For creators, this is a barbell. The creators who land retainer programs see meaningful revenue stability. The creators who relied on volume of one-off deals are seeing fewer opportunities. The takeaway is to optimize for becoming a brand's repeat partner rather than chasing many small deals from different brands.
Whitelisting became standard, then became an issue
Whitelisting (brands running paid ads through the creator's handle) was a niche request three years ago. By 2025 it is in the majority of brand contracts. The problem is that many creators agreed to it without negotiating compensation or limits, and now those brands are spending significant ad budget without the creator seeing additional revenue.
The mature posture for 2026 is to treat whitelisting rights as a separately priced line item from the start. Standard pricing is 25 percent of the base fee per month of whitelisting, or 5 to 20 percent of the ad spend, whichever is higher. Brands resist this initially and accept it when held firm.
TikTok Shop reshaped fitness and beauty deals
TikTok Shop's growth in the US accelerated through 2025 and changed how supplement, apparel, and beauty brands structure creator deals. The hybrid model of a smaller upfront fee plus a percentage commission on attributed sales is now standard for many fitness and beauty deals. Top performing creators in these categories now earn more from commission than from upfront fees.
The catch is that the model favors creators with proven conversion. Newer creators get offered worse splits or pure commission deals with no guarantees. Negotiating a base fee even on commission-heavy deals remains the right move.
Long-form is having an actual moment
YouTube long-form returned to brand priority lists in 2025 in a way that surprised even YouTube.
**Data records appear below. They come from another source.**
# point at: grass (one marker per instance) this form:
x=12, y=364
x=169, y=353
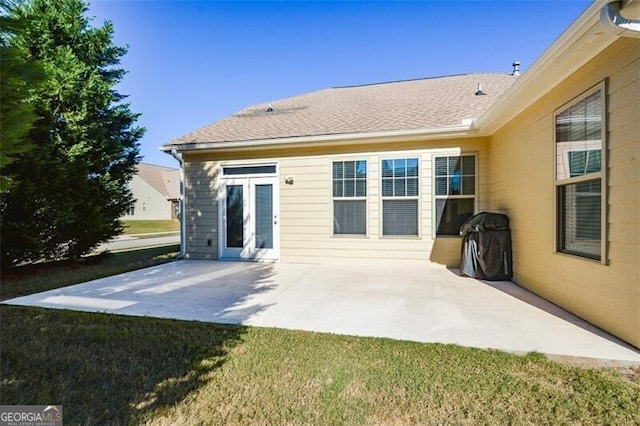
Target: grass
x=29, y=279
x=150, y=226
x=107, y=369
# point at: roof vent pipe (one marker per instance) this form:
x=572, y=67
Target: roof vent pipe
x=613, y=22
x=516, y=68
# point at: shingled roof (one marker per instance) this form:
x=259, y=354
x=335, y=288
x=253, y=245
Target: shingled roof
x=429, y=103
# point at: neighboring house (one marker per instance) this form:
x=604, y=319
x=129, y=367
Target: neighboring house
x=156, y=190
x=390, y=171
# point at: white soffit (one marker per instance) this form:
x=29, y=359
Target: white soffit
x=580, y=43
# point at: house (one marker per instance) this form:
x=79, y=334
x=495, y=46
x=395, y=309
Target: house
x=156, y=190
x=390, y=171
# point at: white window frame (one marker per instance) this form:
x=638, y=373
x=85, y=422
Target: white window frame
x=350, y=198
x=561, y=182
x=384, y=198
x=441, y=197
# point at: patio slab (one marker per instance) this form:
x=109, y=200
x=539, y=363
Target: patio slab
x=415, y=301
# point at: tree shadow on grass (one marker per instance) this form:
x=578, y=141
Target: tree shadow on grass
x=106, y=369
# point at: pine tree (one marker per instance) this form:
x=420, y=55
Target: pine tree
x=71, y=188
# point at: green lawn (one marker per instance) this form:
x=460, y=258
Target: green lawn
x=108, y=369
x=30, y=279
x=150, y=226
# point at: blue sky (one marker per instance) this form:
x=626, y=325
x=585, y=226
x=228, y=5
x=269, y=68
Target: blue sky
x=191, y=63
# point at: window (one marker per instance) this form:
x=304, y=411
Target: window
x=455, y=192
x=400, y=197
x=579, y=130
x=349, y=197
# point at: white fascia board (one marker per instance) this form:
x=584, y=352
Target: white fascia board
x=448, y=132
x=580, y=43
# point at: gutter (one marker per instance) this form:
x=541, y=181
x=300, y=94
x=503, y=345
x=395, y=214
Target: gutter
x=466, y=129
x=590, y=34
x=613, y=22
x=178, y=157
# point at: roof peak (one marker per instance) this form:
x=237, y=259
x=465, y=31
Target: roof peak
x=416, y=79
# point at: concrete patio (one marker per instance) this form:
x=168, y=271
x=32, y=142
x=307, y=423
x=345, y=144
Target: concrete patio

Brands that had been allocating budget heavily to short-form started adding long-form integrations back into mix because of measurable brand recall improvements over time. The implication for creators with serious YouTube presence is that long-form integration deals are the highest dollar value opportunities in the market right now.
The micro influencer pendulum swung back
The 2024 narrative was that micro influencers (under 100 thousand followers) were the future of brand spend. The 2025 reality is that brand budget actually concentrated upward into mid-tier and macro creators because the operational cost of managing many micro creators outweighed the savings. Mid-tier creators (250 thousand to 1 million) saw the strongest deal volume growth in 2025.
This does not mean micro creators are out of the game. It means brands working with micros now do so through aggregator platforms or programs, not direct deals. If you are a micro creator hoping for direct brand deals at scale, the path is harder than it was a year ago.
Performance reporting is the new minimum
Brands no longer accept post-campaign reports that consist of platform analytics screenshots. The minimum bar is now a one-page recap that includes audience overlap with the brand's customer base, attribution data where available (affiliate clicks, custom codes, link in bio traffic), and creator commentary on what performed and what to change. Creators who deliver this level of reporting have measurably higher repeat rates.
What creators should actually do
Three things matter most heading into 2026. First, position your account for retainer thinking, not single-post thinking. Brands evaluate ongoing fit, not one-off ROI. Second, get sophisticated about contract terms, especially usage rights and whitelisting, because the dollars hiding in those clauses now exceed the dollars in the headline fee for most active creators. Third, treat post-campaign reporting as part of the deliverable, because the brands that will book you twice are the ones who get a real recap from you the first time.